Performance Evaluation
Model evaluation is the litmus test for knowing if your modeling effort is headed in the right direction and for comparing various alternative models (or hypothesis) attempting to explain a phenomenon. The evaluation
package contains classes and traits to calculate performance metrics for DynaML models.
Classes which implement model performance calculation can extend the Metrics[P]
trait. The Metrics
trait requires that its sub-classes implement three methods or behaviors.
- Print out the performance metrics (whatever they may be) to the screen i.e.
print
method. - Return the key performance indicators in the form of a breeze
DenseVector[Double]
, i.e. thekpi()
method.
Regression Models¶
Regression models are generally evaluated on a few standard metrics such as mean square error, mean absolute error, coefficient of determination (R^2), etc. DynaML has implementations for single output and multi-output regression models.
Single Output¶
Small Test Set
The RegressionMetrics
class takes as input a scala list containing the predictions and actual outputs and calculates the following metrics.
- Mean Absolute Error (mae)
- Root Mean Square Error (rmse)
- Correlation Coefficient (\rho_{y \hat{y}})
- Coefficient of Determination (R^2)
//Predictions computed by any model.
val predictionAndOutputs: List[(Double, Double)] = ...
val metrics = new RegressionMetrics(predictionAndOutputs, predictionAndOutputs.length)
//Print results on screen
metrics.print
Large Test Set
The RegressionMetricsSpark
class takes as input an Apache Spark RDD containing the predictions and actual outputs and calculates the same metrics as above.
//Predictions computed by any model.
val predictionAndOutputs: RDD[(Double, Double)] = ...
val metrics = new RegressionMetricsSpark(predictionAndOutputs, predictionAndOutputs.length)
//Print results on screen
metrics.print
Multiple Outputs¶
The MultiRegressionMetrics
class calculates regression performance for multi-output models.
//Predictions computed by any model.
val predictionAndOutputs: List[(DenseVector[Double], DenseVector[Double])] = ...
val metrics = new MultiRegressionMetrics(predictionAndOutputs, predictionAndOutputs.length)
//Print results on screen
metrics.print
Classification Models¶
Currently (as of v1.4) there is only a binary classification implementation for calculating model performance.
Binary Classification¶
Small Test Sets
The BinaryClassificationMetrics
class calculates the following performance indicators.
- Classification accuracy
- F-measure
- Precision-Recall Curve (and area under it).
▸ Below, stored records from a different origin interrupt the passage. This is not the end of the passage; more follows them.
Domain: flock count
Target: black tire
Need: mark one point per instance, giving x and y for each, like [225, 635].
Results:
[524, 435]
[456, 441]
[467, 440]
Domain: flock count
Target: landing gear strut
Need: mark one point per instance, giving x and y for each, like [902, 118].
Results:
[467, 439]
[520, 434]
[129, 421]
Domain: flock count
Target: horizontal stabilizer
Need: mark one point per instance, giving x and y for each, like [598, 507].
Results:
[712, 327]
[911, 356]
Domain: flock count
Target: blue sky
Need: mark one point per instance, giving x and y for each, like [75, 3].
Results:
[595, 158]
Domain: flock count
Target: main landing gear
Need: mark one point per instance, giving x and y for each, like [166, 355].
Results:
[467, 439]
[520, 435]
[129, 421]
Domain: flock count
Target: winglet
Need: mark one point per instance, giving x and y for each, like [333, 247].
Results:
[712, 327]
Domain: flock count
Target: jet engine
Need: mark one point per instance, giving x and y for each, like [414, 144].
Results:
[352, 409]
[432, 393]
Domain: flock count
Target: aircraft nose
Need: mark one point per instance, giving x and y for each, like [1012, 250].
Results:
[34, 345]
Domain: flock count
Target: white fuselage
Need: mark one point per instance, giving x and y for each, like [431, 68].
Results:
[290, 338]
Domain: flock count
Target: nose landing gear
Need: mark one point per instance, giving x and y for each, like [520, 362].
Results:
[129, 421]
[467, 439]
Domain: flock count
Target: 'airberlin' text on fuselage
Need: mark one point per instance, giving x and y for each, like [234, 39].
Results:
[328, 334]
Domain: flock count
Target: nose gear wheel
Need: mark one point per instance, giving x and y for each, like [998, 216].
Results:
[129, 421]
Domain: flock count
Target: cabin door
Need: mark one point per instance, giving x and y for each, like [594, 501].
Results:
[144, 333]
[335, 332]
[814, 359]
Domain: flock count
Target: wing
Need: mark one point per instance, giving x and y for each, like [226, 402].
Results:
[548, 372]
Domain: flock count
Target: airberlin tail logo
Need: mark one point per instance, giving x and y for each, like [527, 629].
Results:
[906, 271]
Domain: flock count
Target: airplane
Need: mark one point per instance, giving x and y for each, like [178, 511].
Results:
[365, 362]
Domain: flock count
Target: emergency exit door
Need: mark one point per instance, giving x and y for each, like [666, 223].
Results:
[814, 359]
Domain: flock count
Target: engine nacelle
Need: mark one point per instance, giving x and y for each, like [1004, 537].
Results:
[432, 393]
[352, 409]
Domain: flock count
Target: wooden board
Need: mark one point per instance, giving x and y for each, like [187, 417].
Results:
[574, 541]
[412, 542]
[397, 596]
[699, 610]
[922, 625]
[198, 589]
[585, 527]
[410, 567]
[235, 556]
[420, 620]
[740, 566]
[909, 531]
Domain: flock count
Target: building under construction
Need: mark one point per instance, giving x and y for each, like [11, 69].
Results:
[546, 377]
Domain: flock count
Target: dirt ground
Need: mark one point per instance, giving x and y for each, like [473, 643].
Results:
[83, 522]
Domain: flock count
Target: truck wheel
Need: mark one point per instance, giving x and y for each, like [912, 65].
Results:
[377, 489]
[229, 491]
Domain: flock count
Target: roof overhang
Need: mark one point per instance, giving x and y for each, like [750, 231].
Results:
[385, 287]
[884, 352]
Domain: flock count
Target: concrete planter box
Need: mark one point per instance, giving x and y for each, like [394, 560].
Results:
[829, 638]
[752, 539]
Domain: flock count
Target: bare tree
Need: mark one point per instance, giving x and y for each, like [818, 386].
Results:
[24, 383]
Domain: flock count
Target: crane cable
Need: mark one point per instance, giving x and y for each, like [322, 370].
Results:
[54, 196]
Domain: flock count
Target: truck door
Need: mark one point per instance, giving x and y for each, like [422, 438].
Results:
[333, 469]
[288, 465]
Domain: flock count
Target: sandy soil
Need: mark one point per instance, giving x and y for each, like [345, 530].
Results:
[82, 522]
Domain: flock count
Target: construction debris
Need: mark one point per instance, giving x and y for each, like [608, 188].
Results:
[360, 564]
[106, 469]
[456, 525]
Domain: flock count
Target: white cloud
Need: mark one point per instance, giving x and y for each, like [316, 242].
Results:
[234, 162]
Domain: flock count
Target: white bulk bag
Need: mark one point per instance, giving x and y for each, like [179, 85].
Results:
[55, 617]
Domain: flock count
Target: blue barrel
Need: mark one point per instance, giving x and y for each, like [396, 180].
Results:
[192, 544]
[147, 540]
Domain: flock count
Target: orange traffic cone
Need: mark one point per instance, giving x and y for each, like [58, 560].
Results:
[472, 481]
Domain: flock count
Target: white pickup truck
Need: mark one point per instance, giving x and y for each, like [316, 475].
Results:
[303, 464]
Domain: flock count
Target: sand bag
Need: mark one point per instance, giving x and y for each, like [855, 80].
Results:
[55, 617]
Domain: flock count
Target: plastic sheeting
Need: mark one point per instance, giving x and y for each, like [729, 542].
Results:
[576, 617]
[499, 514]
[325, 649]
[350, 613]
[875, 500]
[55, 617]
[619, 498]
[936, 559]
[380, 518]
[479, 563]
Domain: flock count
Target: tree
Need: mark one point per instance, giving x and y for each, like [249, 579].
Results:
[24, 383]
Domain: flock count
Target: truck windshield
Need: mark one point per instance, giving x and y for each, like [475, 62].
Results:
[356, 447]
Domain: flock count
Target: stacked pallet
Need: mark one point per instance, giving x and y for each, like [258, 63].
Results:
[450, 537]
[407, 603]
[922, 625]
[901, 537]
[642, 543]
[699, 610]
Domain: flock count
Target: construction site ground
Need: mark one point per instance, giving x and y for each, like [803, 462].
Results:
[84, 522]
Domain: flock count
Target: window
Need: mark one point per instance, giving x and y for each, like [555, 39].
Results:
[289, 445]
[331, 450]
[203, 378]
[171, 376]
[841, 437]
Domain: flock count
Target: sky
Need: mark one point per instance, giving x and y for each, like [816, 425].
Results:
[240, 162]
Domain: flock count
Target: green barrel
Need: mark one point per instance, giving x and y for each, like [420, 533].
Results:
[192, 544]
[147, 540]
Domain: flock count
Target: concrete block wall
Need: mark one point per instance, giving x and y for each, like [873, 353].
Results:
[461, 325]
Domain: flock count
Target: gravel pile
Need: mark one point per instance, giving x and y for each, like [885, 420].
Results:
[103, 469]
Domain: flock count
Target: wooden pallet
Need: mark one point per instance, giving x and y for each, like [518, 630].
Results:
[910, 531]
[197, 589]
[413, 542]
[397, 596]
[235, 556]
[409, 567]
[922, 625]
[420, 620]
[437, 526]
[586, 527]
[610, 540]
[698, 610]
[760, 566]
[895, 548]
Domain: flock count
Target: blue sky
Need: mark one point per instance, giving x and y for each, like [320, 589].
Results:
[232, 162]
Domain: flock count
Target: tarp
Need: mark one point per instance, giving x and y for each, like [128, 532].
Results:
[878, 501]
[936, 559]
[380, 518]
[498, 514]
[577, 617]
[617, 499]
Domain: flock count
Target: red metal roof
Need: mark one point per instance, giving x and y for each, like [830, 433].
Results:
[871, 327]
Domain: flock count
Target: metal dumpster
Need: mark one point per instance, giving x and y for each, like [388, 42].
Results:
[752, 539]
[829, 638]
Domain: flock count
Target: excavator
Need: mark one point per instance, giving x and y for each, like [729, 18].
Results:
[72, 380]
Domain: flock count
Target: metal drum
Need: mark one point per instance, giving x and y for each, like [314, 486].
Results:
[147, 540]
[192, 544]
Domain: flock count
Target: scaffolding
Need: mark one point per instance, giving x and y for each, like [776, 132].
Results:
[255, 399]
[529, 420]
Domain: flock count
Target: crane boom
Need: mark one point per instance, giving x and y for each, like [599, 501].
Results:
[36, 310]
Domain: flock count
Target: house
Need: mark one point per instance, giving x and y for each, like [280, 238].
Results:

- Receiver Operating Characteristic (and area under it)
- Matthew's Correlation Coefficient
val scoresAndLabels: List[(Double, Double)] = ...
//Set logisticFlag = true in case outputs are produced via logistic regression
val metrics = new BinaryClassificationMetrics(
scoresAndLabels,
scoresAndLabels.length,
logisticFlag = true)
metrics.print
Large Test Sets
The BinaryClassificationMetricsSpark
class takes as input an Apache Spark RDD containing the predictions and actual labels and calculates the same metrics as above.